Other times I would be on data collection, this job very important, you are responsible for keeping everyone on a specific time schedule for sample collection and recording numbers from multiple people because we work as efficiently as possible. Sometimes I was the one yelling out numbers girth, length, weight, heart rate, respiratory rate, just to name a few.
We rotated through the roles, more frequently on days when the weather was intense. Dressing in layers to protect ourselves from the cold temperatures was possible the high winds were the real enemy, days where your MICROspikes were not stopping you from being blown across the ice.
After the pup was rejoined with their mom, the veterinarians would observe the reunion for thirty minutes. In that amount of time, the team would fully pack up equipment and take care of our bodies’ needs. Within forty-five minutes we would be on our journey back to McMurdo Station, back to the “rock”, as we would say when checking back in with Mac Ops.
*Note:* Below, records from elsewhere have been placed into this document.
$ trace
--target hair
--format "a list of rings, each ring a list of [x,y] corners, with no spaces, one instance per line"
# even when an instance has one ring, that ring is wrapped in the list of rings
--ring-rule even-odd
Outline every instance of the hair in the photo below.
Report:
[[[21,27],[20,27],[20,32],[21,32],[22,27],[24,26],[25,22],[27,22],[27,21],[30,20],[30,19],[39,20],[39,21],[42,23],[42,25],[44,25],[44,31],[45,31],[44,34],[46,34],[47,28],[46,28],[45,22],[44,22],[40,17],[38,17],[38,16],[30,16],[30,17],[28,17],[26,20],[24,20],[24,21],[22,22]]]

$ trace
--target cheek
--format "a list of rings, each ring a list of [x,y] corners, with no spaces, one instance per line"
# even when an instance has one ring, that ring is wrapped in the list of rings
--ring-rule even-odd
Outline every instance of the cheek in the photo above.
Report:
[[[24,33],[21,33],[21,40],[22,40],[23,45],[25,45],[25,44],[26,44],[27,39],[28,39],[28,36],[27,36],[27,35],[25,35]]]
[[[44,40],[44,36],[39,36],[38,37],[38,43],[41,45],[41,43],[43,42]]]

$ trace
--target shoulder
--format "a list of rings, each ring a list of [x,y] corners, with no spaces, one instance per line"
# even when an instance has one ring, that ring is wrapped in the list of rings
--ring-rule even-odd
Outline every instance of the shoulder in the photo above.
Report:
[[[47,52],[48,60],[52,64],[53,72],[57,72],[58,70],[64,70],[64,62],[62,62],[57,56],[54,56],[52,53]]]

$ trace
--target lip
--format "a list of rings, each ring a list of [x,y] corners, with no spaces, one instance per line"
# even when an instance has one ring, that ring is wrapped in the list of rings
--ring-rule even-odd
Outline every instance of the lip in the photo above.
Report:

Our day was far from over, first, we had to fuel our vehicles then it was time to change out of our gear, organize and analyze samples, cleanup equipment, properly dispose of waste, and prepare for the next day. This would take at least an hour or more. Then we would go to the galley to refuel our bodies. You may think with our exhaustion we would sit in silence and eat, but we were always laughing and enjoying each others’ company. Then we would head back to the dorms, take a well-deserved warm shower and get some rest.